Autonomous vehicle trials serving London and Edinburgh have received a funding boost from the Government as the UK ramps up its self-driving ambitions.
Three pilots have been announced, ranging from self-driving taxis to autonomous buses. Each will get a share of a £25 million grant in a bid to bring self-driving vehicles onto UK roads by 2021.
An autonomous bus pilot in Edinburgh, known as Project CAV Forth, receives a £4.35 million slice of the fund, paving the way for a service running from the Forth Bridge into the city centre.

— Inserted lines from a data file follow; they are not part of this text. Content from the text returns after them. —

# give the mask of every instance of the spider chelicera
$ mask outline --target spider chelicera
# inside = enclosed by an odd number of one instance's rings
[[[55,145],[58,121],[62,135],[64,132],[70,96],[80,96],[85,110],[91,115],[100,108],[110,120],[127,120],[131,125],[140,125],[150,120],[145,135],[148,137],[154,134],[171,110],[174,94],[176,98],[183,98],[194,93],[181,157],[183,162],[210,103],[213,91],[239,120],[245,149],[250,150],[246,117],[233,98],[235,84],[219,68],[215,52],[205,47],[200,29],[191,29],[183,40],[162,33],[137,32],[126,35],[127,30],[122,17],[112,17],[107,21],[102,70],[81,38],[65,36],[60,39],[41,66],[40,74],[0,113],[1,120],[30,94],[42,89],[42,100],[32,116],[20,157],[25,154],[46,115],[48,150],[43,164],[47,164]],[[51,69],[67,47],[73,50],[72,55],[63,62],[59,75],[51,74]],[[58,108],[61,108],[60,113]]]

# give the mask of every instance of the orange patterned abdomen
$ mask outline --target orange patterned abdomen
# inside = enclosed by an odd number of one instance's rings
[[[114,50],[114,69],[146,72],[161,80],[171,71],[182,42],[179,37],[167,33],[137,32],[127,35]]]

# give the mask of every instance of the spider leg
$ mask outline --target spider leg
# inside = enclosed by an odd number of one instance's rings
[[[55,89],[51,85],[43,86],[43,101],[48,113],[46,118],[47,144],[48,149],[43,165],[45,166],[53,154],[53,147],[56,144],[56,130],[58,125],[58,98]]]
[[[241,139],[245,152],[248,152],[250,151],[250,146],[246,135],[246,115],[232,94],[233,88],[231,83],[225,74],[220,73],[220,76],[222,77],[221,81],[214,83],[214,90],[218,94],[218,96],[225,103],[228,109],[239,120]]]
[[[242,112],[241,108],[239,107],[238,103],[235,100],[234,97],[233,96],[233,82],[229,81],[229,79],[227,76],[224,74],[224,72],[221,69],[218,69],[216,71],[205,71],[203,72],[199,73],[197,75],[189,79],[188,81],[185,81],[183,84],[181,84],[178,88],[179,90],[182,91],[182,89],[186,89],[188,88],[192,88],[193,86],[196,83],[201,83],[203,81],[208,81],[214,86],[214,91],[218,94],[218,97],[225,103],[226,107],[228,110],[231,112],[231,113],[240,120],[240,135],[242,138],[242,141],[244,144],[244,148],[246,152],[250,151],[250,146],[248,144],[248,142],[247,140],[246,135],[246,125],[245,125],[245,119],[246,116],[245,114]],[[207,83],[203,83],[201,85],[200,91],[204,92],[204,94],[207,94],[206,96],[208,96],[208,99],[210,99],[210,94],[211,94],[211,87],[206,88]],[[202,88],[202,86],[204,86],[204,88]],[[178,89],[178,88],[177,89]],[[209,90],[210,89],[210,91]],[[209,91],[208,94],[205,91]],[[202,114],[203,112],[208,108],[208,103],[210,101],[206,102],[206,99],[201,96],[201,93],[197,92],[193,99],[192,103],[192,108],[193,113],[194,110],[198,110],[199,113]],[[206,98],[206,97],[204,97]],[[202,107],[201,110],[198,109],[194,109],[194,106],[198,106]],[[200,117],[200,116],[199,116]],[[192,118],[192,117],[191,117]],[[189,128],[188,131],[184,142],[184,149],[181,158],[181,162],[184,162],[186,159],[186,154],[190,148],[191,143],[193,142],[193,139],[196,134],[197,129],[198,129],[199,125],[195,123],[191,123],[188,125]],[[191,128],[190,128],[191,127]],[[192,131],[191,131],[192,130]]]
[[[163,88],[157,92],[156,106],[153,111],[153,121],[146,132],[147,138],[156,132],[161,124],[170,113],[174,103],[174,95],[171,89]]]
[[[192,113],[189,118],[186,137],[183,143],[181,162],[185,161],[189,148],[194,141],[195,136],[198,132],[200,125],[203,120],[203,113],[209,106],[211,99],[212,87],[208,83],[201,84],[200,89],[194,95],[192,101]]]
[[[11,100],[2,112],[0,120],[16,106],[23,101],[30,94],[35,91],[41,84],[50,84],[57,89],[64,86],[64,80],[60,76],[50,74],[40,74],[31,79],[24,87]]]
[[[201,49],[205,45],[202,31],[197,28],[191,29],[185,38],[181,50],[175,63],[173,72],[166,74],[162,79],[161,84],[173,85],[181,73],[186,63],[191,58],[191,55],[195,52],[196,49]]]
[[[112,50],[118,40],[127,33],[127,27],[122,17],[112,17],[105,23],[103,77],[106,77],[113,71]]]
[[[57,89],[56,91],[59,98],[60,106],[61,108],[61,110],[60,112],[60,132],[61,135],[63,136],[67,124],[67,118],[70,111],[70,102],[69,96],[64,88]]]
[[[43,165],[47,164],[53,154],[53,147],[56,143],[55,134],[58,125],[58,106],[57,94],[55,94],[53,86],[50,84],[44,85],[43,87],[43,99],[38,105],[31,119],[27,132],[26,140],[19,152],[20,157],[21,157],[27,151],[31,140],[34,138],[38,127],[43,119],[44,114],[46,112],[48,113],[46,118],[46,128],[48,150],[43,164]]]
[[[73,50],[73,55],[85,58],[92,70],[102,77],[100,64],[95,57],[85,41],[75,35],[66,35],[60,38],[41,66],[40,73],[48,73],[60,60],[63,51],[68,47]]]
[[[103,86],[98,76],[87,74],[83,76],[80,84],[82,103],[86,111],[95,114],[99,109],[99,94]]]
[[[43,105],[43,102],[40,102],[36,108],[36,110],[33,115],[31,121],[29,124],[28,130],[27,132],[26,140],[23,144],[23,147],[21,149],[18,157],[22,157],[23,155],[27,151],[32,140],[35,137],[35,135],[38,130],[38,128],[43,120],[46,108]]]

Five single-decker manual buses will be converted as part of the pilot, carrying up to 42 passengers for 14 miles.
In London, Project Apollo – led by Addison Lee which is working with a number of software companies – will receive £8.84 million towards the development of autonomous taxis, building on its existing tests in Greenwich.
A second pilot in the capital, ServCity – headed up by Jaguar Land Rover – takes £11.15 million, as it develops a mobility service using six autonomous Land Rover Discovery vehicles.
Business and Energy Secretary Greg Clark announced the winning bidders in Oxford on Thursday, after trying a self-driving vehicle first-hand, which is being tested around the city.
“Today is very significant because it just shows that the decision that we took to have autonomous vehicles as the heart of our industry strategy is now paying fruits,” Mr Clark said.
“We will see over the years ahead the use of these cars and vehicles right across the country, and so what we’re announcing today is that we’re going to have a pilot in Edinburgh for example, for a bus to drive autonomously into the city centre from outside.
“In London, we’re going to have Addison Lee cabs that are going to make use of the technology and further testing right across the country, so what was previously a rather futuristic hope has now become a reality.”
The MP was taken on a test vehicle run by autonomous vehicle software company Oxbotica, the first person outside its technical team to try the autonomous mode on the streets of the UK.
Co-founder Paul Newman travelled alongside, explaining how the system works.
All the projects will include social behavioural research, to understand how driverless technology can be seamlessly integrated into society, with the findings applied to the development for future autonomous service models.
The Government’s Centre for Connected Autonomous Vehicles was established in 2015, in a bid to make the UK a world leader in self-driving technology, with £250 million – match-funded by industry, being invested so far.
Trials are already under way in parts of the UK, including Bristol, Coventry, Greenwich and Milton Keynes.